What is a fan array system?

Fan array systems are a combination of smaller fans built into a single wall. Typically, they replace a traditional large, belt-driven fan. A series of smaller fans (an “array”) take the place of inefficient air handlers (AHUs). These motorised impellers operate in parallel. An obvious visual difference with fan array systems is their dramatically shorter footprint. They also provide strong energy performance for each selection point, with three different selection modes available in Swiss Rotors’ new model – economical, high efficiency and quiet.

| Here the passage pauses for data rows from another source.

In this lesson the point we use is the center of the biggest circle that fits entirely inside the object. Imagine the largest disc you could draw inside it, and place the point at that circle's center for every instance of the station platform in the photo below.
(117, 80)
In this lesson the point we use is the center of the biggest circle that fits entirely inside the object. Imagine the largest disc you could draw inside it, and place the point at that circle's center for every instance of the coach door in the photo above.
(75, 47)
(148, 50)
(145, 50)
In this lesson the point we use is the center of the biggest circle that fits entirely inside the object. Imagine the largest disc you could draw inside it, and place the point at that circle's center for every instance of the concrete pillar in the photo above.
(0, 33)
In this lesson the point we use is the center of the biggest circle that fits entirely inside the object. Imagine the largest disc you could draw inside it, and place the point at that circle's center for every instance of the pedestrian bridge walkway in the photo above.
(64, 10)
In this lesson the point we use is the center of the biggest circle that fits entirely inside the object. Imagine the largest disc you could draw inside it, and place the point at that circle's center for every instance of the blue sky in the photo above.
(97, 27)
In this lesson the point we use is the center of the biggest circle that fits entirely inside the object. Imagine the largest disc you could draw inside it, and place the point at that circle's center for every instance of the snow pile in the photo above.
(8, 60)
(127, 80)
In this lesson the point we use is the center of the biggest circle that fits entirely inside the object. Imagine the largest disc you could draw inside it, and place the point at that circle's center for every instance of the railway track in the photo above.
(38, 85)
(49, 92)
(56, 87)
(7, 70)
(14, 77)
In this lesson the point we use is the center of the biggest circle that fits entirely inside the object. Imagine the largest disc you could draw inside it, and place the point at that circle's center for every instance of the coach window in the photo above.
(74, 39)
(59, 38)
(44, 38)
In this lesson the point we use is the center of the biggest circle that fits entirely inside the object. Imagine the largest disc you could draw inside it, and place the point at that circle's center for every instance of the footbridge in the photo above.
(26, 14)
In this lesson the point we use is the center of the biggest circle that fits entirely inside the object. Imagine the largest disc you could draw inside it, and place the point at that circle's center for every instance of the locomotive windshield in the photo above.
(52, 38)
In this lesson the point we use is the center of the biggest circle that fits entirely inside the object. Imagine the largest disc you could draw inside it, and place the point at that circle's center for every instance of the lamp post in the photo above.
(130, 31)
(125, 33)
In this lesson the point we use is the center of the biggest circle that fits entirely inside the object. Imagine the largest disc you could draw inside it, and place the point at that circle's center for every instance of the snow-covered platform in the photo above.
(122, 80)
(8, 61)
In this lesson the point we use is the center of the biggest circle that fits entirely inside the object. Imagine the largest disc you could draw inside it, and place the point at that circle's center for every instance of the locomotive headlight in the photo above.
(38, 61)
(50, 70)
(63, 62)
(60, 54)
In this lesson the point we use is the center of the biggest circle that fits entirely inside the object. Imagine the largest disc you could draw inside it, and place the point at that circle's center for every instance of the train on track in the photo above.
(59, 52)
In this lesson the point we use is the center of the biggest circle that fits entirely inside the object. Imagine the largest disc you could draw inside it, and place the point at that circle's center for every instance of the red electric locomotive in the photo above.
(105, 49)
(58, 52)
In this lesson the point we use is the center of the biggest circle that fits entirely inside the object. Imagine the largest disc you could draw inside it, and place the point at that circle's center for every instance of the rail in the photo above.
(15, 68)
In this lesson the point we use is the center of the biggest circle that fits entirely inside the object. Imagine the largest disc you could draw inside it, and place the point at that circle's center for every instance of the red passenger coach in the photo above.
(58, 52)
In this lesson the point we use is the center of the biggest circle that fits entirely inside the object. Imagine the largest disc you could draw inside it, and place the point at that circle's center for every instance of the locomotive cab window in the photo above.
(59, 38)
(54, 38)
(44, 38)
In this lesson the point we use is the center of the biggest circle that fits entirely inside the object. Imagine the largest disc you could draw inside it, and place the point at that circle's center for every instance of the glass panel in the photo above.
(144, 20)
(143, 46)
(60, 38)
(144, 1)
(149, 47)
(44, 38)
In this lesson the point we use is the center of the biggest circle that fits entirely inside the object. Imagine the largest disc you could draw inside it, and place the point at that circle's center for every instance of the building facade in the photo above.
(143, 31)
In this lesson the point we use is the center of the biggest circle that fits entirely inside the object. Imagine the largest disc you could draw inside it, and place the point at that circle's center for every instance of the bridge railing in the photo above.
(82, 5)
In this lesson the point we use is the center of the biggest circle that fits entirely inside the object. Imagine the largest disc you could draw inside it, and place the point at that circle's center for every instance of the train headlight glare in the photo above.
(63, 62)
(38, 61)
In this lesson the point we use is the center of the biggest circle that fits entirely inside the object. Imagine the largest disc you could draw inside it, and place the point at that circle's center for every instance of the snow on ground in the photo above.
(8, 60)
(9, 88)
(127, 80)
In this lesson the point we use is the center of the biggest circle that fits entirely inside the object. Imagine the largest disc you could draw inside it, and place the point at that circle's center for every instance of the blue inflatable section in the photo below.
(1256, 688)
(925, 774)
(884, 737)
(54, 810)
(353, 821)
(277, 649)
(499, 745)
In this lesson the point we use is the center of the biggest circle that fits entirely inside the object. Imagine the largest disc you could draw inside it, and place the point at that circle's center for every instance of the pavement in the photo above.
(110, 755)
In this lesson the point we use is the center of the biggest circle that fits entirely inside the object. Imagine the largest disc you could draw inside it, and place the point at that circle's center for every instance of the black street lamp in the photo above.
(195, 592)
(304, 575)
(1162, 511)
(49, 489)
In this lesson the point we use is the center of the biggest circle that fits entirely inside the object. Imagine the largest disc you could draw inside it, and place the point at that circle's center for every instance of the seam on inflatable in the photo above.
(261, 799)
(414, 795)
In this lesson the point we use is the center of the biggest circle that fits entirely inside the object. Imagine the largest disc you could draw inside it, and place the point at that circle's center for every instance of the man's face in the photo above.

A few reasons to choose a fan array system 

If you are considering a retrofit, a fan array system can bring you a range of significant benefits. They are:

  •   Easy to install because all parts are small enough to be carried by contractors through your existing doorways. You will not need to factor into your installation costs either building alterations such as doorway widening, or the hire of expensive equipment such as cranes.
  •   Easy to service because they comfortably provide enough space for ongoing maintenance and repairs. You can replace individual fans with ease, without the need for heavy equipment.
  •   Built with redundancy in mind. Even if any of the fans fail, a well-designed fan array system will continue to deliver the required performance.
  •   Quiet, as smaller fans deliver lower radiated and airborne noise levels than large belt-driven fans. Two of the main reasons for the lower sound output are that fan array systems remove vibrations from both rotor imbalances and airway tunnel turbulence. The smaller direct drive fans used by Swiss Rotors produce higher frequency sounds, which are much easier to attenuate.

Fan Array Video

Principles for designing a fan array system

Fan array systems are built using small-diameter fans mounted on a single wall.  Swiss Rotors constructs its fans using seven backward-curved blades, with fans available in 7.5”, 8.86”, 9.84” and 12.4” measurements. A high-performance EC motor powers each fan, offering variable control and complying with UL and AMCA guidelines. In a fan array system, making sure there is appropriate space between each fan can help to deliver optimal performance. A relatively simple calculation reveals whether the spacing is correct.

L / (N x D) ≥ 1.55

In this calculation, L refers to the length of the array, N is the number of fans along that length, and D is the outside diameter of the fan. As long as this calculation remains greater than or equal to 1.55, there is no need for partitions in the fan array system. Fan array systems should provide as much versatility as possible. Swiss Rotors’ new solution offers 100% speed control via 0~10VDC, airflow rates of up to 1,530CFM per single fan, and can operate safely anywhere between -22˚F and 140˚F. Our fan array system is available in product ranges for every application.